Combined efficacy outcomes with a longer follow-up in a phase Ib trial of REGONIVO and a phase II trial of LENPEM were examined in AGC with or without liver metastases (REGONIVO plus LENPEM cohort). We also investigated the efficacy of anti-PD-1 monotherapies (anti-PD-1 monotherapy cohort). A comparison of the immune microenvironment between gastric primary tumors and liver metastases was also conducted by multiplex IHC.

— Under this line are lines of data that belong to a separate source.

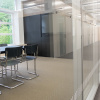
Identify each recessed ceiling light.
[55,1,64,6]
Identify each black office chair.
[0,44,7,47]
[17,45,39,80]
[0,47,24,89]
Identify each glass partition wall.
[81,0,99,100]
[0,0,100,100]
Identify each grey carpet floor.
[0,57,74,100]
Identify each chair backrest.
[0,44,7,47]
[24,45,37,55]
[5,47,22,58]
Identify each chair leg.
[0,66,24,89]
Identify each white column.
[14,0,24,44]
[44,0,55,12]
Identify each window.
[0,0,15,10]
[0,12,13,44]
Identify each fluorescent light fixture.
[55,1,64,6]
[83,2,100,6]
[60,6,72,10]
[27,2,36,6]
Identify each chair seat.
[0,60,20,67]
[26,56,36,60]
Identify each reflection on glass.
[0,24,12,33]
[0,12,11,22]
[0,35,13,44]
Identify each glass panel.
[0,35,13,44]
[0,0,15,10]
[0,24,12,33]
[82,0,99,100]
[0,12,11,22]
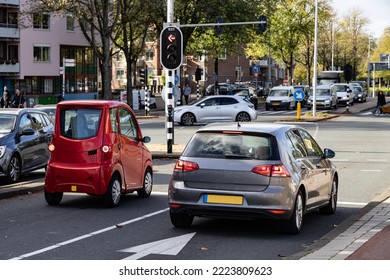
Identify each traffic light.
[259,16,267,34]
[195,67,203,81]
[160,26,183,70]
[138,68,147,85]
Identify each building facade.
[0,0,98,106]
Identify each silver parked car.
[174,95,257,125]
[168,123,339,234]
[307,85,338,110]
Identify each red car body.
[45,100,153,206]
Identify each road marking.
[118,232,196,260]
[11,208,169,260]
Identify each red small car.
[44,100,153,207]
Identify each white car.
[265,86,296,111]
[174,95,257,125]
[331,83,355,106]
[307,85,338,110]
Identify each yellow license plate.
[203,194,243,205]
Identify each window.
[33,14,50,29]
[119,108,138,140]
[66,16,74,31]
[34,45,50,61]
[116,69,125,80]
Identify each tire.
[236,112,251,122]
[285,190,304,234]
[45,189,64,205]
[169,211,194,228]
[104,175,122,207]
[8,155,21,183]
[137,168,153,198]
[181,113,195,125]
[320,178,338,215]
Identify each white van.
[265,86,296,111]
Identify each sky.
[332,0,390,38]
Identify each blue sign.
[294,89,305,102]
[252,65,260,73]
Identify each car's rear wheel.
[285,190,304,234]
[104,175,121,207]
[45,189,64,205]
[320,178,338,215]
[181,113,195,125]
[137,168,153,198]
[236,112,251,122]
[8,155,21,183]
[169,211,194,228]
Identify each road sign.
[294,89,305,102]
[252,65,260,73]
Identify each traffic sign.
[252,65,260,73]
[294,89,305,102]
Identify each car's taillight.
[252,164,290,177]
[175,159,199,172]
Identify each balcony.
[0,24,20,39]
[0,0,20,6]
[0,60,20,76]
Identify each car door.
[196,96,221,123]
[299,130,332,206]
[17,113,43,170]
[118,107,143,189]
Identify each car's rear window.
[183,131,280,160]
[60,108,102,140]
[0,115,16,134]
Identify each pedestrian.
[0,87,11,108]
[377,90,386,106]
[11,88,26,108]
[183,84,191,105]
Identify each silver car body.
[265,86,295,111]
[331,83,354,105]
[307,85,338,109]
[168,123,338,233]
[174,95,257,125]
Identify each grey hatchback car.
[168,123,339,234]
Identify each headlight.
[0,146,5,158]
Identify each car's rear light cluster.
[174,159,199,172]
[252,164,291,177]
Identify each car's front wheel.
[137,168,153,198]
[286,190,304,234]
[236,112,251,122]
[8,155,21,183]
[104,175,121,207]
[169,211,194,228]
[181,113,195,125]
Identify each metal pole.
[313,0,318,117]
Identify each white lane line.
[337,201,367,206]
[11,208,169,260]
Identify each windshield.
[268,89,288,97]
[60,108,102,140]
[0,115,16,134]
[310,88,330,96]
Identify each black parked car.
[0,108,54,183]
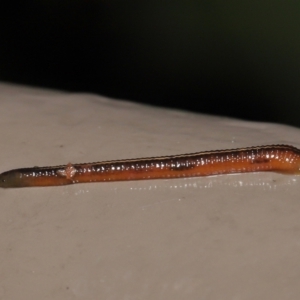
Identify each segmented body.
[0,145,300,187]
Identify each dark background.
[0,0,300,126]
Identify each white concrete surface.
[0,84,300,300]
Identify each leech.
[56,163,76,179]
[0,145,300,188]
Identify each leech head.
[56,163,77,179]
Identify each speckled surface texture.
[0,84,300,300]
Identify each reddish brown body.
[0,145,300,187]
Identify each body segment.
[0,145,300,187]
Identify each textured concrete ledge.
[0,84,300,300]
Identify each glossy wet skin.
[0,145,300,188]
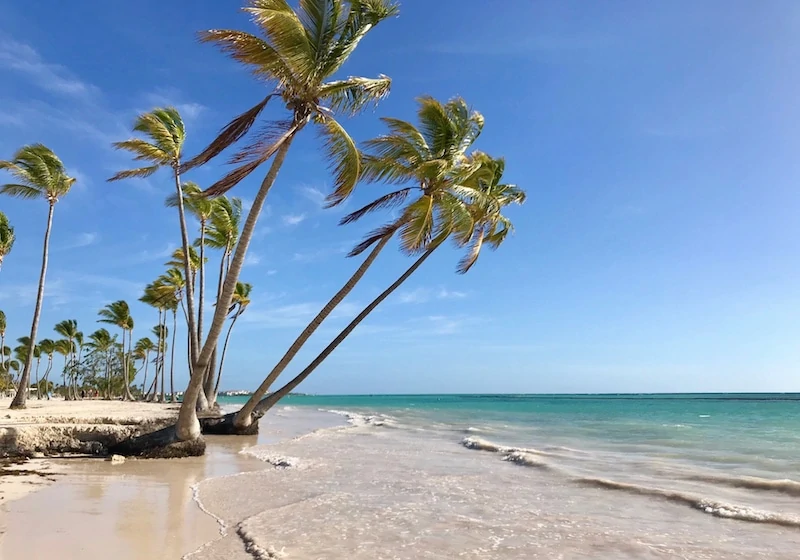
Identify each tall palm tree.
[133,336,156,395]
[109,107,200,380]
[255,154,525,417]
[203,195,242,404]
[89,328,117,399]
[0,212,15,268]
[97,300,134,401]
[0,144,75,408]
[53,319,79,400]
[53,338,73,400]
[177,0,397,440]
[231,97,484,428]
[214,282,253,396]
[36,338,55,400]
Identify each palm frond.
[106,165,160,182]
[319,75,392,115]
[181,94,275,173]
[321,117,361,208]
[0,184,44,199]
[339,187,412,225]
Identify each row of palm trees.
[0,0,525,450]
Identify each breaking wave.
[574,478,800,528]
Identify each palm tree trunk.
[169,309,178,403]
[231,234,392,428]
[10,200,56,409]
[176,129,303,441]
[203,251,228,407]
[173,162,200,376]
[250,244,440,422]
[214,313,240,395]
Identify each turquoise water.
[216,394,800,560]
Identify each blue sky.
[0,0,800,393]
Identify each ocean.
[211,394,800,559]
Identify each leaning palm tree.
[254,154,525,417]
[53,319,82,400]
[0,144,75,408]
[0,212,15,268]
[230,97,484,429]
[133,336,156,395]
[89,328,117,399]
[214,282,253,397]
[97,300,134,401]
[109,107,200,382]
[177,0,397,440]
[36,338,55,400]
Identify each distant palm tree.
[89,328,117,399]
[133,336,154,395]
[255,153,525,415]
[109,107,200,374]
[97,300,134,401]
[0,144,75,408]
[53,319,83,400]
[0,212,15,268]
[214,282,253,395]
[36,338,55,400]
[177,0,397,440]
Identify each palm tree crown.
[0,144,75,204]
[183,0,397,204]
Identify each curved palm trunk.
[231,234,392,428]
[10,200,56,408]
[169,309,178,403]
[203,249,228,407]
[214,312,241,395]
[176,129,302,441]
[253,245,438,418]
[173,166,200,370]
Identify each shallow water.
[199,396,800,560]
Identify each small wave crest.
[685,474,800,496]
[575,478,800,528]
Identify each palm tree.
[0,212,15,268]
[89,328,117,399]
[109,107,200,380]
[203,195,242,404]
[214,282,253,399]
[177,0,397,440]
[53,319,78,400]
[133,336,156,395]
[36,338,55,400]
[255,154,525,417]
[53,338,74,400]
[231,97,490,429]
[97,300,134,401]
[0,144,75,408]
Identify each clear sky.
[0,0,800,393]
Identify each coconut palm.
[133,336,156,395]
[0,212,15,268]
[236,97,483,429]
[109,107,200,378]
[36,338,55,400]
[203,195,242,404]
[53,319,79,400]
[97,300,134,401]
[53,338,74,399]
[214,282,253,395]
[89,328,117,399]
[255,154,525,417]
[0,144,75,408]
[177,0,397,440]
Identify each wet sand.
[0,406,339,560]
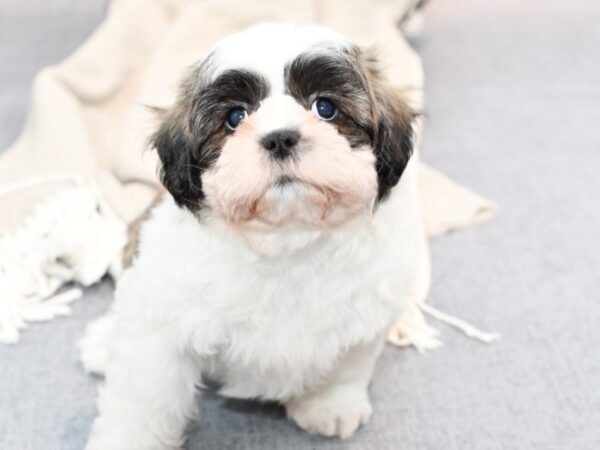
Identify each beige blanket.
[0,0,494,347]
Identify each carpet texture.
[0,0,600,450]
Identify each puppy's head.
[152,25,412,230]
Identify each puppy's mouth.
[274,175,302,187]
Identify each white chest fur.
[117,179,421,400]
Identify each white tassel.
[419,303,500,344]
[0,174,127,343]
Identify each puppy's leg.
[86,318,197,450]
[285,337,384,439]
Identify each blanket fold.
[0,0,495,347]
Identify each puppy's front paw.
[286,387,373,439]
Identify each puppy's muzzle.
[260,129,300,159]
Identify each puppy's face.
[153,25,412,230]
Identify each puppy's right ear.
[150,105,204,210]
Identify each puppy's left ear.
[365,52,417,200]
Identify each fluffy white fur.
[83,22,427,450]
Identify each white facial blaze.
[202,95,377,230]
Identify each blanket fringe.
[0,173,127,343]
[419,303,500,344]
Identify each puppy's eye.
[227,106,248,130]
[312,97,337,120]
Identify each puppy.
[84,24,426,450]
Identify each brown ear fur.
[360,50,416,200]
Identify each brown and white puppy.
[84,24,425,450]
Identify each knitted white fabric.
[0,176,127,343]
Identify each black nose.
[260,130,300,159]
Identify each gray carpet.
[0,0,600,450]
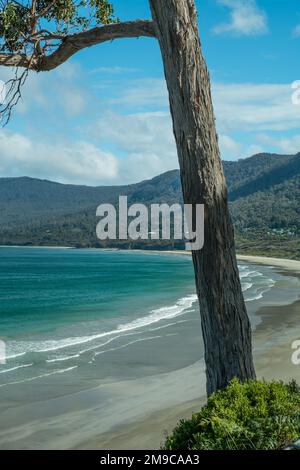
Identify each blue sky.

In the REGONIVO plus LENPEM cohort, with a median follow-up of 14.0 months, objective response rate (ORR), median progression-free survival (mPFS), and median overall survival (mOS) were 46%, 7.8 months, and 15.6 months in patients with liver metastases, while 69%, 6.9 months, and 15.5 months in those without. In the anti-PD-1 monotherapy cohort, with a median follow-up of 27.6 months, ORR, mPFS, and mOS were 9%, 1.4 months, and 6.4 months in patients with liver metastases, while 22%, 2.3 months, and 9.0 months in those without. Multiplex IHC revealed liver metastases were associated with an abundance of immune-suppressive cells, such as tumor-associated macrophages and regulatory T cells, with fewer CD8+ T cells compared with gastric primary tumors.
Anti-PD-1 antibodies plus regorafenib or lenvatinib for AGC showed promising antitumor activity with a longer follow-up, irrespective of liver metastases status, despite a more immune-suppressive tumor microenvironment in liver metastases.